O RSI devia ser extinto (custou 500milhoes o ano passado), os abonos de família e outros subsídios deviam ser extinguidos também.

O subsídio de desemprego devia ser reduzido no montante e na duração.

As remunerações, li no jornal i que o numero de funcionários públicos ascendia a um numero de 810 000, um numero que me deixou perplexo.
O Estado deveria proceder a um despedimento massivo sem indemnização e com subsidio de desemprego limitado no tempo e montante, deveria despedir num mínimo de 50% da força trabalhadora, e proceder a uma redução salarial do restante.

Com isto defendo que se feche hospitais, universidades, esquadras de policia, centros de saúde, escolas, institutos, fundações, etc....

Deveria temporariamente, suspender toda e qualquer regulamentação que recai se sobre a criação de negócios/empresas, apenas obrigando a pagamento de impostos.

Deveria suspender momentaneamente o salário mínimo nacional (depois de reflectir sobre o assunto e sobre o que se passa no mundo, reconsiderei)

Cancelar toda e qualquer obra pública que não tenha comparticipação europeia e que a parte nacional não seja realizada a baixo juro.

Cancelamento dos contratos das PPP, sem indemnização Às empresas

Liberalização da prostituição e do consumo de estupefacientes e consequente tributação dos mesmos.

Fechar empresas publicas que não consigam gerar receitas para cobrir os custos de operacionais.

Renegociação da divida,um hair cut como a Grécia

Ao mesmo tempo de todo isto baixar fortemente os impostos, reduzir os impostos sobre o rendimento singular e colectivo, e capital, tornar o sistema tributário simples e inteligível, liberalizar os despedimentos sem indemnização e sem justa causa,

Tenho completa noção que isto "destruiria" a economia por completo,

Tiago Mestre disse...

Meus caros, agradeço mais uma vez a vossa "fidelização" aos posts que publico e ao vosso reconhecimento pelas ideias que torno públicas.

V.Exas. já mereciam que eu escrevesse sobre este assunto. Aconteceu hoje...
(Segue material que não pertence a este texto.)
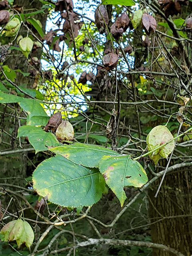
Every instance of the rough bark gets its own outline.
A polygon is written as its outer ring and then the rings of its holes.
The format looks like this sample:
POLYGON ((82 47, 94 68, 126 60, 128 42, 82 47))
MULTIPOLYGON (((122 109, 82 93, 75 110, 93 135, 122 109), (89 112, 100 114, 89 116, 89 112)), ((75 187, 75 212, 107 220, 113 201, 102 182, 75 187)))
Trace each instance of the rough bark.
MULTIPOLYGON (((156 198, 154 196, 160 181, 149 191, 153 204, 150 207, 152 223, 166 218, 152 225, 153 242, 174 248, 186 256, 192 254, 191 170, 177 170, 167 175, 156 198)), ((154 256, 172 255, 154 249, 154 256)))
Mas a certa verdadeira a projecção que fazemos para a economia portuguesa, isto vai ser bravo, muito bravo. Preparem-se, a sério!

O Filipe tb concorda que terão que fechar universidades, polícia, reduzir ou até eliminar RSI, etc, etc.
Isto são ideias que consubstanciam fenómenos sociais bem graves e totalmente imprevisíveis.